So what's really recommended is not testing for alpha-1 at a population level, but really testing kind of more targeted, and that's because it is a rare condition, and so you want to identify populations who are at risk for alpha-1. And those populations are pretty clear. That's adults with COPD, adults with symptomatic emphysema, adults with asthma and incompletely reversible airway obstruction after bronchodilator therapy that suggests some component of COPD, and then, of course, all immediate family members of individuals with alpha-1 because if you can find an alpha you can generally find an alpha family. And then patients with unexplained chronic liver disease and patients who have undergone an initial evaluation of MASLD. I think they deserve a further look for alpha-1, because the testing is pretty straightforward and easy.

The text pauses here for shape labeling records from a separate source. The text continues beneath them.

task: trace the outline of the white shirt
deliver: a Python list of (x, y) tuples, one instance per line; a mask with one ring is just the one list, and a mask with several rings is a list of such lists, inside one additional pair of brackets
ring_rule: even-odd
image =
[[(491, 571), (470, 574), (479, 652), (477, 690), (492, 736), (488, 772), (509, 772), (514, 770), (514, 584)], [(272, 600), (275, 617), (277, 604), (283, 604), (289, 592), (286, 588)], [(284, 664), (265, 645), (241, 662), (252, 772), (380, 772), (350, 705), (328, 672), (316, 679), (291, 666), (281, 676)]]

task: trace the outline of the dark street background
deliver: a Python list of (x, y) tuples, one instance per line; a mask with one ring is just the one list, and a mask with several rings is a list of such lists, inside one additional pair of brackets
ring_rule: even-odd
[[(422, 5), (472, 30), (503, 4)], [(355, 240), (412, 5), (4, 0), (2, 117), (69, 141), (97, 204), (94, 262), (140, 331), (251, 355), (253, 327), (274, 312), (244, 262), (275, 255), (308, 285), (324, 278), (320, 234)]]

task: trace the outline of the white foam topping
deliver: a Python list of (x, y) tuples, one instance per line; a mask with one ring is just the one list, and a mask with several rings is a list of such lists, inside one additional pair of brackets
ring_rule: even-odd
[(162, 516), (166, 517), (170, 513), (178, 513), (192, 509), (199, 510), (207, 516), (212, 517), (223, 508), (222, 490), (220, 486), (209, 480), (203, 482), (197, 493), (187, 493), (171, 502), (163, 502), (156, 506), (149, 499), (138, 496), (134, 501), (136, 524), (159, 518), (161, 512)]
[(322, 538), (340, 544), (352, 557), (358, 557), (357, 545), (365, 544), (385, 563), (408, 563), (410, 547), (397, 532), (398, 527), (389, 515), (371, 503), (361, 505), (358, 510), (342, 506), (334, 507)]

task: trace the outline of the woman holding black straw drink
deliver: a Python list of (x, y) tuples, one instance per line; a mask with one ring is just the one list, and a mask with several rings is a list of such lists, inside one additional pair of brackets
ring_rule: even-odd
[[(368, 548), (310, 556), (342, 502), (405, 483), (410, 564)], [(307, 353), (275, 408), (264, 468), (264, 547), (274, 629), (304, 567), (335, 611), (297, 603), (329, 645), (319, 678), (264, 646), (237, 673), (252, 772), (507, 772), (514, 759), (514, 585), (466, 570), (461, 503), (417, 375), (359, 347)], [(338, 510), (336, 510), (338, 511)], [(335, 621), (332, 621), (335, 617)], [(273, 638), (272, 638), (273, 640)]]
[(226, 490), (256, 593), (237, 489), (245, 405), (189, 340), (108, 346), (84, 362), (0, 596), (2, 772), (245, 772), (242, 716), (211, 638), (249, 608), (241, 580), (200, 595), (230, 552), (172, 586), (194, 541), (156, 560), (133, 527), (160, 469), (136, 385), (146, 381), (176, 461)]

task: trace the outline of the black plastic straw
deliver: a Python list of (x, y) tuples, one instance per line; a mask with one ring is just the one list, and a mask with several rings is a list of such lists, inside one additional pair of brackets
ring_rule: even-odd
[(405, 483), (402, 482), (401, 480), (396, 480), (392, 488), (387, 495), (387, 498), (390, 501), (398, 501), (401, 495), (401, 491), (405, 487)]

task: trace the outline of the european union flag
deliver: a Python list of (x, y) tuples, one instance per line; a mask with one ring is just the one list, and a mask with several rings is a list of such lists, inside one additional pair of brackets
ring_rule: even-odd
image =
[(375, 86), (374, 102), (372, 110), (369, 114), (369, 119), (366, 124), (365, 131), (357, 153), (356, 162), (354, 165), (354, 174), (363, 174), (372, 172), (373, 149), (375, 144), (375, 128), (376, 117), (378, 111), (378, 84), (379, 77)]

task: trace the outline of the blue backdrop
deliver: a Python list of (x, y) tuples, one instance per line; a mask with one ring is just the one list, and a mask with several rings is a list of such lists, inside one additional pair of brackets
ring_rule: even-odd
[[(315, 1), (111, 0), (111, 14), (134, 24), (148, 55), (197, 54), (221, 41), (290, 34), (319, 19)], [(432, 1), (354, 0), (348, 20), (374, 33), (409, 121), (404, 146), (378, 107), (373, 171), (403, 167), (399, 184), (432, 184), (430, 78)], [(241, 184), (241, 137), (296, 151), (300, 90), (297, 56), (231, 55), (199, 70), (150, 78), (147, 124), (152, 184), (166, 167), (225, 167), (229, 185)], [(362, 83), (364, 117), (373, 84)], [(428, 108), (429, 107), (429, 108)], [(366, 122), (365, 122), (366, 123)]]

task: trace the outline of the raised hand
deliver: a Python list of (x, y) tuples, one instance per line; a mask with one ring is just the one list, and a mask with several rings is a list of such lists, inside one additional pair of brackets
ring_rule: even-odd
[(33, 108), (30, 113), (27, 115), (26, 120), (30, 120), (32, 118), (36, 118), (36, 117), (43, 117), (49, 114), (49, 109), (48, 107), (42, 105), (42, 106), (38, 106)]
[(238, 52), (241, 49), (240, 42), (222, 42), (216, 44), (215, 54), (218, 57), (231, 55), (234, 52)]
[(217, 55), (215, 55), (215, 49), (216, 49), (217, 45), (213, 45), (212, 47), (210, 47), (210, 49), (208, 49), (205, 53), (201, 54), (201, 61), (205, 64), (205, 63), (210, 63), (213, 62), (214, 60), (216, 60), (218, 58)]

What the guidelines will say is to measure the alpha-1 level and the CRP level and the serum. Although in practice the CRP levels are not routinely measured, it's just a starting point. It's an alpha-1 serum level, and then to confirm that with genotyping.

You've seen this figure before, but the reason we want to evaluate is to see what is the clinical prevalence of liver fibrosis. So in a very large cross-section of individuals who are PiZZ, this is from multiple centers in Europe, you can see that liver stiffness range. In unselected patients, you can see that liver stiffness was quite high. And that we know that liver fibrosis will progress in over a third of patients based on a repeat liver biopsy study. And so that's why we advise ongoing monitoring for liver disease and in individuals who have the PiZZ genotype. It may progress.

So what is the right cut off? This is a question we might not know the exact answer to, but we're trying to get to the heart of it. There's some variability in the studies about what is the appropriate cutoff to look for maybe F2 fibrosis or more advanced fibrosis. And so in a recent meta-analysis, looking at the available data, suggested that if there were significant fibrosis, if the liver stiffness measurement was greater than 7.1 KPA, and that advanced fibrosis was likely if the liver stiffness measurement was greater than 9.5 KPA.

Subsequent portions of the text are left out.